The two scales reflect what LLM workloads actually look like:
- Durations double from 10 ms up to ~82 s
(
[0.01, 0.02, 0.04, …, 81.92]) — short embeddings calls and long reasoning streams both fit in the same histogram with useful resolution. - Token counts quadruple from 1 up to ~67 M
(
[1, 4, 16, …, 67_108_864]) — single-token completions and multi-million-token context windows both stay on-scale.
Exposed via duration_boundaries/0 and token_boundaries/0 for hosts
that wire up custom histogram instruments themselves.
Summary
Functions
Spec bucket boundaries for duration histograms (seconds).
Builds histogram records to emit on [:req_llm, :request, :exception].
Builds histogram records to emit on [:req_llm, :request, :stop].
Spec bucket boundaries for token histograms (tokens).
Types
Functions
@spec duration_boundaries() :: [number()]
Spec bucket boundaries for duration histograms (seconds).
@spec exception(map(), integer() | nil) :: [histogram_record()]
Builds histogram records to emit on [:req_llm, :request, :exception].
Records the duration histogram with error.type populated.

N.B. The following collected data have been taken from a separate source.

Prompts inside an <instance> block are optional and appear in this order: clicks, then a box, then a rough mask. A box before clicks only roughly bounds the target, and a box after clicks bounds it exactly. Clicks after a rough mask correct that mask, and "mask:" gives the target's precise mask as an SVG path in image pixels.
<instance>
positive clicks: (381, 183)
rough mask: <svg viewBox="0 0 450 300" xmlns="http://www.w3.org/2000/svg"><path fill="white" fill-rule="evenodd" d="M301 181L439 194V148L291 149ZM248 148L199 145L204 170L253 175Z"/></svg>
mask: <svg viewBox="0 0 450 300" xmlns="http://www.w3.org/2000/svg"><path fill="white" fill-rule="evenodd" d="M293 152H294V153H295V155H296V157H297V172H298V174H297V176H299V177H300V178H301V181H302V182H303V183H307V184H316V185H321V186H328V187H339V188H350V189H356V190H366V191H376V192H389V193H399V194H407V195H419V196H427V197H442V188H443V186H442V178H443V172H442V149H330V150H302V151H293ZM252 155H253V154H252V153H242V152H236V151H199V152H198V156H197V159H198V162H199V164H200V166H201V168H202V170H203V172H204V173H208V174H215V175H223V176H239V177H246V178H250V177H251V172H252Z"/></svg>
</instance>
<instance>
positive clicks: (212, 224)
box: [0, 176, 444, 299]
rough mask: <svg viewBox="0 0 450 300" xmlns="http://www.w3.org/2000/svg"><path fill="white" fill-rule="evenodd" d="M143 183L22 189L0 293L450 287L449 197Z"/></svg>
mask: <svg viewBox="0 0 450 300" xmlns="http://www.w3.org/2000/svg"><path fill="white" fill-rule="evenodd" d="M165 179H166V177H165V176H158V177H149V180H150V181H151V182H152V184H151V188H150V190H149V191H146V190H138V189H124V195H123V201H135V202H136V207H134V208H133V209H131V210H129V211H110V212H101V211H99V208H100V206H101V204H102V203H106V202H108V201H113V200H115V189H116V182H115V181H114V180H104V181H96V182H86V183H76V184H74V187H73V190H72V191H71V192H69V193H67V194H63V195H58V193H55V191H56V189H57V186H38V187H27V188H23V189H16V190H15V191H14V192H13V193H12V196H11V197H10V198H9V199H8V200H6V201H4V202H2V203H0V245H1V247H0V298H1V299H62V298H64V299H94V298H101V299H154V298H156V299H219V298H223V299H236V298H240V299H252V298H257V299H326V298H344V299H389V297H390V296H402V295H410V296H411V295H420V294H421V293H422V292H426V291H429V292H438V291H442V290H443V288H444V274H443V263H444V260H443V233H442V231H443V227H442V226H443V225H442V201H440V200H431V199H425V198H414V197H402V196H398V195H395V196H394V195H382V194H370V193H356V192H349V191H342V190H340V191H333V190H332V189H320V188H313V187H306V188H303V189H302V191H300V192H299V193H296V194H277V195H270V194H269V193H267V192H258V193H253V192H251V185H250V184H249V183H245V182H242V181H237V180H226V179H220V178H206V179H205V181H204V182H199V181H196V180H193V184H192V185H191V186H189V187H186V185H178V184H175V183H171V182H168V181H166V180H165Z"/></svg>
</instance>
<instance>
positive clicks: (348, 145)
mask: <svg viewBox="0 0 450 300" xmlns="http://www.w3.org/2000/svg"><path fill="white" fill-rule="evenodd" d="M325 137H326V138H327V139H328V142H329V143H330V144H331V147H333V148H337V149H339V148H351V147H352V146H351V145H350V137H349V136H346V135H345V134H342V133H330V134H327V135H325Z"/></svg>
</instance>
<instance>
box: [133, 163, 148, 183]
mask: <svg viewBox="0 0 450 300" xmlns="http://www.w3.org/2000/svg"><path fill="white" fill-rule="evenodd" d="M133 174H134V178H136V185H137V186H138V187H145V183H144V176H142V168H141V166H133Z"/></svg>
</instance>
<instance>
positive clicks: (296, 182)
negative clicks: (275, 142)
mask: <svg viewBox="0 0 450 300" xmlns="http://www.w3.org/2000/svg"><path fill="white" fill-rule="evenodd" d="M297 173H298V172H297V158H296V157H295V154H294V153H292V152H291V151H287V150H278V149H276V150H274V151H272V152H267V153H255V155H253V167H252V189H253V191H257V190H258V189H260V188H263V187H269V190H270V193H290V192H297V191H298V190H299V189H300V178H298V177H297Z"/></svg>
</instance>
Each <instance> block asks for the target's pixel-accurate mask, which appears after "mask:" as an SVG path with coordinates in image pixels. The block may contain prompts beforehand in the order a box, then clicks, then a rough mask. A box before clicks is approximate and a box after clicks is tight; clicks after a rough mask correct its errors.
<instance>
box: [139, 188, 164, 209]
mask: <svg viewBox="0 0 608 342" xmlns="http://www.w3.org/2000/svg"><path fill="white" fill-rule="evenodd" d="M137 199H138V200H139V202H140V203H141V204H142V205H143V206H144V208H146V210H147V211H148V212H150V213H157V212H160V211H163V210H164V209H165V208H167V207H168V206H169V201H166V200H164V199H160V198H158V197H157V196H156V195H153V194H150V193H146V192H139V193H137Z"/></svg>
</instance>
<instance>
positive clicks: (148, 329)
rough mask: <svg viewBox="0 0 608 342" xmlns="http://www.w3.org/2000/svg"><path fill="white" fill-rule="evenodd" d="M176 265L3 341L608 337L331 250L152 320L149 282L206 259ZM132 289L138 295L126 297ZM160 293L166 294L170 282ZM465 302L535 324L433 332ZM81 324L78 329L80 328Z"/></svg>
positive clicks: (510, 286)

Token and
streaming histograms are intentionally skipped — usage and chunk timings
are not reliable on exception. Returns [] when duration is unavailable.

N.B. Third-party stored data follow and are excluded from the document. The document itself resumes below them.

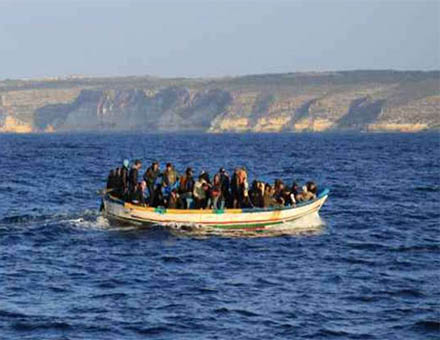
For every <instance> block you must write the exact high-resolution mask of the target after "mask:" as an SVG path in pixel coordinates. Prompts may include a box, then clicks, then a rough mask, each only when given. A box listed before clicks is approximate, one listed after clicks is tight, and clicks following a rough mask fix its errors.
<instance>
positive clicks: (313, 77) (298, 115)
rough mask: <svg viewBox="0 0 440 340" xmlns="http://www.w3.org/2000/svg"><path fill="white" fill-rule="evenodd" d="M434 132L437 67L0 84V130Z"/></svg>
mask: <svg viewBox="0 0 440 340" xmlns="http://www.w3.org/2000/svg"><path fill="white" fill-rule="evenodd" d="M439 128H440V72H438V71H433V72H416V71H414V72H397V71H350V72H331V73H291V74H274V75H257V76H245V77H237V78H222V79H156V78H149V77H128V78H104V79H100V78H96V79H94V78H91V79H87V78H86V79H80V80H78V79H76V80H58V81H53V80H51V81H44V80H40V81H3V82H0V132H41V131H84V130H141V131H209V132H216V133H220V132H246V131H251V132H279V131H294V132H300V131H329V130H341V129H342V130H358V131H420V130H427V129H439Z"/></svg>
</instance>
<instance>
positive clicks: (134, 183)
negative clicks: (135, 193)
mask: <svg viewBox="0 0 440 340" xmlns="http://www.w3.org/2000/svg"><path fill="white" fill-rule="evenodd" d="M138 174H139V171H138V169H136V168H131V169H130V173H129V174H128V188H129V190H130V191H134V190H135V188H136V185H137V179H138Z"/></svg>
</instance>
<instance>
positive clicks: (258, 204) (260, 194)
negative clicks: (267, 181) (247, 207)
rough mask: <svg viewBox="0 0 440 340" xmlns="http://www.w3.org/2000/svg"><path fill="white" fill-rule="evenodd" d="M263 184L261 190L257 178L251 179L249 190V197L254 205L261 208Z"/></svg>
mask: <svg viewBox="0 0 440 340" xmlns="http://www.w3.org/2000/svg"><path fill="white" fill-rule="evenodd" d="M263 197H264V184H263V190H261V182H258V181H257V180H254V181H252V185H251V189H250V190H249V198H250V200H251V202H252V205H253V206H254V207H258V208H263V206H264V202H263Z"/></svg>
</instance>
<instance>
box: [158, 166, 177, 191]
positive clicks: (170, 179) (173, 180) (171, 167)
mask: <svg viewBox="0 0 440 340" xmlns="http://www.w3.org/2000/svg"><path fill="white" fill-rule="evenodd" d="M178 179H179V175H178V173H177V171H176V170H175V169H174V167H173V165H172V164H171V163H167V165H166V168H165V171H164V172H163V174H162V181H163V182H164V183H165V184H166V186H167V187H170V188H173V187H174V185H175V184H176V182H177V180H178Z"/></svg>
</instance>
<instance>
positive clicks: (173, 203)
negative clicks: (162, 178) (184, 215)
mask: <svg viewBox="0 0 440 340" xmlns="http://www.w3.org/2000/svg"><path fill="white" fill-rule="evenodd" d="M167 208H169V209H181V208H182V201H181V199H180V196H179V194H178V192H177V189H173V190H171V193H170V196H169V198H168V202H167Z"/></svg>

@spec stop(map(), integer() | nil) :: [histogram_record()]
Builds histogram records to emit on [:req_llm, :request, :stop].
duration is in :native time units. Returns [] when duration is
unavailable — without a duration the per-request metric set isn't
meaningful.
@spec token_boundaries() :: [number()]
Spec bucket boundaries for token histograms (tokens).